Why Table-Driven Tests Fall Short
I love table-driven tests. They're clean, idiomatic, and they make code review easy. But here's the thing — when I was working on a settlement engine that processed card transactions, our table-driven tests had 94% coverage and still let a rounding bug slip into production. The bug only manifested when a specific sequence of partial refunds hit a currency with zero decimal places (like JPY). No one thought to write that test case, because no one imagined that exact scenario.
That's the fundamental problem. Table-driven tests only catch the bugs you can imagine. Financial systems fail in ways you can't.
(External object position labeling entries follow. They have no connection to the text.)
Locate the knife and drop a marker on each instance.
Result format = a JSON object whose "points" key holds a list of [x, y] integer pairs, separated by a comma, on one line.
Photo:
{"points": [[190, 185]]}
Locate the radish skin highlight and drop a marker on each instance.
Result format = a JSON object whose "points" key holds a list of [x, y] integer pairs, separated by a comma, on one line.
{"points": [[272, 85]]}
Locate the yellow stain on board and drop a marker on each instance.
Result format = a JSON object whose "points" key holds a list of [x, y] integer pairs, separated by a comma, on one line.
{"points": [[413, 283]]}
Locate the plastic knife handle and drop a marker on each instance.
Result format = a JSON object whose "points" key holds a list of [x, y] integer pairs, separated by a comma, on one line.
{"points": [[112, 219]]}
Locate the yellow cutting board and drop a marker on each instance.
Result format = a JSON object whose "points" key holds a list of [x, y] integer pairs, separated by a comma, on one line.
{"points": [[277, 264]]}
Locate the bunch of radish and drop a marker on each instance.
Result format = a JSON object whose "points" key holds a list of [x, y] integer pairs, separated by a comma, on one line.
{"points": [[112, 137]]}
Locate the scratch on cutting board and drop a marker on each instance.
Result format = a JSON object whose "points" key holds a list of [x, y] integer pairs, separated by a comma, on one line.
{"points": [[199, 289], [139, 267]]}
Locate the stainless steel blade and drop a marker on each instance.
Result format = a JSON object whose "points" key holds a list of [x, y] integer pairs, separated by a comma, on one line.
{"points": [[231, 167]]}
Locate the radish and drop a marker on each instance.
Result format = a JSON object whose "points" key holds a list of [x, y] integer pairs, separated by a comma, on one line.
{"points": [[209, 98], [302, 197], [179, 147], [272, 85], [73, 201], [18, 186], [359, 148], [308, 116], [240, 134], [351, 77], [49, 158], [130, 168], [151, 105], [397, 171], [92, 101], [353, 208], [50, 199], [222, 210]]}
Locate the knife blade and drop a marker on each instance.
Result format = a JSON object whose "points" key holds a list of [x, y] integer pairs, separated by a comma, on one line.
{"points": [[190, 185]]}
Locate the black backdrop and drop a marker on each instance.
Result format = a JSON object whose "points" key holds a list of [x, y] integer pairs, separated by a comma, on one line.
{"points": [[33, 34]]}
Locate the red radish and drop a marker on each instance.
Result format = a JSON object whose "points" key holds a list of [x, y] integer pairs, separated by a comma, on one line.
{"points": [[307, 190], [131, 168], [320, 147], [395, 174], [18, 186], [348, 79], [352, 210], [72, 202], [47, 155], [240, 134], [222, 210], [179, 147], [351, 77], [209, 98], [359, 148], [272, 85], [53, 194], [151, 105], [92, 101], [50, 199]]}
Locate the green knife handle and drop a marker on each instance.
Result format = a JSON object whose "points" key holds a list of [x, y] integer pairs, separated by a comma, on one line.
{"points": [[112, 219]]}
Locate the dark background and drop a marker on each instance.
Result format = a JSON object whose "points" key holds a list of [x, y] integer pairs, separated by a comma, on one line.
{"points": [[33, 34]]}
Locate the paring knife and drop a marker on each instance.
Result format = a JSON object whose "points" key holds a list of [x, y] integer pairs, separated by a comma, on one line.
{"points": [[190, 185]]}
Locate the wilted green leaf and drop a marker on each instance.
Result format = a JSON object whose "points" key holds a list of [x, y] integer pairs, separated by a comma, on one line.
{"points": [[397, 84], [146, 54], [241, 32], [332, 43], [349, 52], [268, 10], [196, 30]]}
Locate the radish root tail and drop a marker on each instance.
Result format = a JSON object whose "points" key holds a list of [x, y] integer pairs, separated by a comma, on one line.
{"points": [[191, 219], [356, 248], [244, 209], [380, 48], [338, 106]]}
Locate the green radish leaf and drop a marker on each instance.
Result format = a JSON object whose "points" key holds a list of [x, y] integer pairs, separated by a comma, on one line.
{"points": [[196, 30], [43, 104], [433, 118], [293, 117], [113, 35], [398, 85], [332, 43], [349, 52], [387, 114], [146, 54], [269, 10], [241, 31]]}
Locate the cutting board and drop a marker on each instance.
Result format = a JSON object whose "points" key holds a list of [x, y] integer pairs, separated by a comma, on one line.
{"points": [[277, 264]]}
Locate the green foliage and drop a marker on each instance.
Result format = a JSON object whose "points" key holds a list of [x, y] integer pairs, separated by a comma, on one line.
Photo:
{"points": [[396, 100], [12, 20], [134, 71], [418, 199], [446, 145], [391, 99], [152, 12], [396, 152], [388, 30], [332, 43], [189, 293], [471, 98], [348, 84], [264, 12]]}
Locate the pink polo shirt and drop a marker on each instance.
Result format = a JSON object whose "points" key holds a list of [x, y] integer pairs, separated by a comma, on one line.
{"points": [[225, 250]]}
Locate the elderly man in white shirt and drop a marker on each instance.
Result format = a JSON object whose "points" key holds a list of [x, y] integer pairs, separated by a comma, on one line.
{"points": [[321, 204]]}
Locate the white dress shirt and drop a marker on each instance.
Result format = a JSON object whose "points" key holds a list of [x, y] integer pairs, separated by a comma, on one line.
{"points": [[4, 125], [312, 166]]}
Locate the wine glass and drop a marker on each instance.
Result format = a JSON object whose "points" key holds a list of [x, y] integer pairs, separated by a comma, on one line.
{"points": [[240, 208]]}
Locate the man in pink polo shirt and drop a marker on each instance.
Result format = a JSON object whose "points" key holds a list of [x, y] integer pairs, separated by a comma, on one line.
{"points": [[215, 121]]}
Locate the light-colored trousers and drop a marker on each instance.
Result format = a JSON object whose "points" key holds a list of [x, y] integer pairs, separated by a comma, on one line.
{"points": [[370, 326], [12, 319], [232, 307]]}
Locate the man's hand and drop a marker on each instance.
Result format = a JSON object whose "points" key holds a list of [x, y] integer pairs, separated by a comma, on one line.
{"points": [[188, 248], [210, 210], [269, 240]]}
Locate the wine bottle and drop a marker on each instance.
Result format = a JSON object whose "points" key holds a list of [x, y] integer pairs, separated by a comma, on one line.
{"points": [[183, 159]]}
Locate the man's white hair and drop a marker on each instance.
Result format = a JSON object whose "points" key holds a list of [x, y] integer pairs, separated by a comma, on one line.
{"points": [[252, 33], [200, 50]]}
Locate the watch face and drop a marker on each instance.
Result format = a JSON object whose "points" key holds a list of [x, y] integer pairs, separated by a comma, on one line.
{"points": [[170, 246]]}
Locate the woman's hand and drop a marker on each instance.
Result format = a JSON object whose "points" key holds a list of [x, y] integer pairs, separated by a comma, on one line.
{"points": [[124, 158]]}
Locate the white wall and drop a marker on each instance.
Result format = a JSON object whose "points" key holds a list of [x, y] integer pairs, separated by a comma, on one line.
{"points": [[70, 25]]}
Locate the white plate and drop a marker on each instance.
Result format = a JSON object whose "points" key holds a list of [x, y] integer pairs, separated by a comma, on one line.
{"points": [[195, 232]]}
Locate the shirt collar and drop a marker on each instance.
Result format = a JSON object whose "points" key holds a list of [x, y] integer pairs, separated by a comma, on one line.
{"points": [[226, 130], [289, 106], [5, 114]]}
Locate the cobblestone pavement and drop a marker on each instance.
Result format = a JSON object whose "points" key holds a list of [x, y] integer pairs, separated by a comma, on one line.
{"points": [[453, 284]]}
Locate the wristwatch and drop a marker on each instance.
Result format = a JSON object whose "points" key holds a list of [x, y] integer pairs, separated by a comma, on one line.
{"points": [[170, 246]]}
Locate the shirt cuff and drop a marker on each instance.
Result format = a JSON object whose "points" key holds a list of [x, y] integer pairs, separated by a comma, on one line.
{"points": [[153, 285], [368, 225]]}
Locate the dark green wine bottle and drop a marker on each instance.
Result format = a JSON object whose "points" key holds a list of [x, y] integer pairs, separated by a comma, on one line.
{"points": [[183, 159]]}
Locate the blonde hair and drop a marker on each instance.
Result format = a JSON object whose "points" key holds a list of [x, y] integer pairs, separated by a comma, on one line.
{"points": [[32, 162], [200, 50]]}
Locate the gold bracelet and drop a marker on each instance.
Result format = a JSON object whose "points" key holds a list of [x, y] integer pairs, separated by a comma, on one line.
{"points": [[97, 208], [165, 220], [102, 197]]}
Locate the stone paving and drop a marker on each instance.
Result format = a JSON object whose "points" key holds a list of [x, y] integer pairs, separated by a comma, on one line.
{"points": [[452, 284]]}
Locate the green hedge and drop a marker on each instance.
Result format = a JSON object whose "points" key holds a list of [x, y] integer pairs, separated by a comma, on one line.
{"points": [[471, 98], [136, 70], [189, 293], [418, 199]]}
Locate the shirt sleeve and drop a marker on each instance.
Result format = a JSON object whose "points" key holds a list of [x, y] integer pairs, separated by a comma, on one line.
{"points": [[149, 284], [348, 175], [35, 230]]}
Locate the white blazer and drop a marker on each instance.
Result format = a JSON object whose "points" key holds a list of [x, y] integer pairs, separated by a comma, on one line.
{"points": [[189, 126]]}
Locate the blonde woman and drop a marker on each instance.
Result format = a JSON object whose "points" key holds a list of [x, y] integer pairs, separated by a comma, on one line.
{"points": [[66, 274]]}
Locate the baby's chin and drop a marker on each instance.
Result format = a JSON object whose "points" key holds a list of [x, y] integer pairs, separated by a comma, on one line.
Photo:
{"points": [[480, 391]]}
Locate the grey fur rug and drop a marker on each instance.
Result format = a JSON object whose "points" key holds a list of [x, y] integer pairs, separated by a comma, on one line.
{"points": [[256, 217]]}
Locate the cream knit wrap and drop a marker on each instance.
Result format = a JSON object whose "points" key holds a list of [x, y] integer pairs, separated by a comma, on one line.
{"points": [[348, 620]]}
We needed tests that could explore the input space on their own, verify outputs against known-good snapshots, and simulate the messy state transitions that real payment flows produce. Here's what we built.
Property-Based Testing for Payment Calculations
The idea behind property-based testing is simple: instead of specifying exact inputs and outputs, you define properties that should always hold true, and the framework generates hundreds of random inputs to try to break them.
For payment amount calculations, the properties are obvious once you think about them. A charge followed by a full refund should always net to zero. Splitting a payment into N parts and summing them should equal the original. Converting USD to EUR and back should never drift by more than one minor unit.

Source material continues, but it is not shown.